Katherine Gekker

Miocene Age Shark Tooth Hunt

Some heart-shaped,
some like the letter Y,
edges still sharp after five million years —
the girl has already found
three teeth this morning.
I’ve found none. The tide
forces us closer to Calvert Cliffs.
Our fingers comb the narrowing beach,
hunting. We’re running out of space and time.

Back home, you’ll attack me with your questions.
You already know all the answers.
You can’t bear to hear anything I say.

I need to find a talisman —
a predator’s tooth,
something dangerous —
since nothing before has protected me.

The girl tells me —
Sometimes I want
a prehistoric shark tooth
so much
& I look & I
look & there aren’t any.
But if I stop looking,
then suddenly I see one.

How did it happen?

That I am no longer a child?

Peugeot 403 Driving Lesson. Pentagon Parking Lot, 1965

In this ocean of space where I can make mistakes,
my father sits beside me, not at the piano, but in the car.

I pump the gas, engage the clutch, the gears grind,
& the car stalls. Da capo, says my father — Gently.

No staccato on any pedals. Think of the Chickering’s 3 —
how they require a delicate touch
. But today

I’m heavy footed, panic, slam to a stop. My mouth
crunches into the horn in the steering wheel’s center.

Front tooth cracks. Loud honk. My father wipes
my bloody face with his handkerchief. Does it hurt much?

Do you feel okay? He helps me to the passenger seat,
one arm holds me up, his hand cradles my head.

Let’s get you home. I think that’s enough for today.
Don’t worry — we’ll come back next weekend.

You’re going to be a great driver. Dad crushes his Camel
in the ashtray, rests his arm on the open window frame,

looks over his shoulder, reverses away from
my sudden stop. Didn’t he remind me? — Alwayss.

Check the rear-view mirror. On the drive home,
puddles reflect mercury vapor lamps.

The Peugeot shimmers in the lights’ shadows.
Vibrato. My father says — Those uprights.

They make me think of pianos, remind me of jetties,
how they mirror the Atlantic.
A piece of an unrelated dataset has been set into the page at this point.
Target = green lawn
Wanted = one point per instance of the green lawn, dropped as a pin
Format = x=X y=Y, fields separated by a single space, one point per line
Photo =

Remember last summer?

Gigantic splinters channeling currents.
That rusted wreck beyond the breakwater
.

Tidal pool ribbons. Waves crashing in patterns
of 8ths against the sand. Over & over again,

they lifted that stinking sting ray, then resettled it.
Can’t you just hear Bach’s Inventions, his fugues

for 2, even 3, voices, everywhere? Am I recalling
Bach’s Inventions, or my father’s, or is this my very own?

(My father standing at the shoreline, staring back to Europe.)
He turns on the radio — Can you tell this piece’s time signature?

Isn’t all this still difficult for me? Figuring out —
what is past? present? How to tread lightly.

No, here’s my own invention — in every parking lot,
every steering column. Whenever I smell cigarette smoke,

overuse the damper pedal, see my replacement tooth
in mirrors, reflections in tidal pools, forget to brake,

drive with my arm out the window. Always
in the rear-view mirror, or just in front of me —

the Atlantic. On the way home that day,
his handkerchief pressed against my mouth,

didn’t my father accelerate, shift gears, legato?
Don’t I also tap the wheel to any radio’s music?

Air ribbons around my skin, wind buffets
my splintered tooth. Da capo

Safeway Parking Lot at Night

Grocery shopping you said.
But that was 3 hours ago.
Where are you?
Did something happen to you?

Our dog searches the house, limps through the yard. Misses you.

I open the Corona’s door, plant the dog’s front paws on the back seat,
lever his stiff hips & hind legs into the car.
Drive to the Safeway.

We park in the middle of the lot. Don’t see your Land Cruiser.
My phone’s in my lap.
Maybe you’ll call? Appear
on my screen saver? In the photo of our wedding?
Or is this like those other times you’ve disappeared?

Bugs loop. Dart. Metallic rainbows
beat against fluorescent lights.

Through the moon roof,
I spy an eastern screech owl —
her talons grip the lamp post.
Large eyes track everything that moves.
Soon she’ll hunt, pounce.
She haunts this night.

One woman glares at a Mercury idling in the handicapped
space.
Her hair fizzes madder-root red.
She slams her cart into the
Please-Pickup-and-Return shelter,
ricochets toward our car. Eyeballs
me, our dog stretched on the back seat.
I light another cigarette, lower the window.
Blow smoke at that woman.

Don’t you remember how we came together —
fusions in a nuclear accelerator.

Now that our old dog sleeps almost all the time.
How could you leave.

Katherine Gekker is the author of In Search of Warm Breathing Things (Glass Lyre Press). Her poems have been published in numerous journals, including Calyx and Poetry South. She serves as Assistant Poetry Editor for Delmarva Review. Two collections of Gekker’s poems have been set to music by composers Eric Ewazen and Carson Cooman.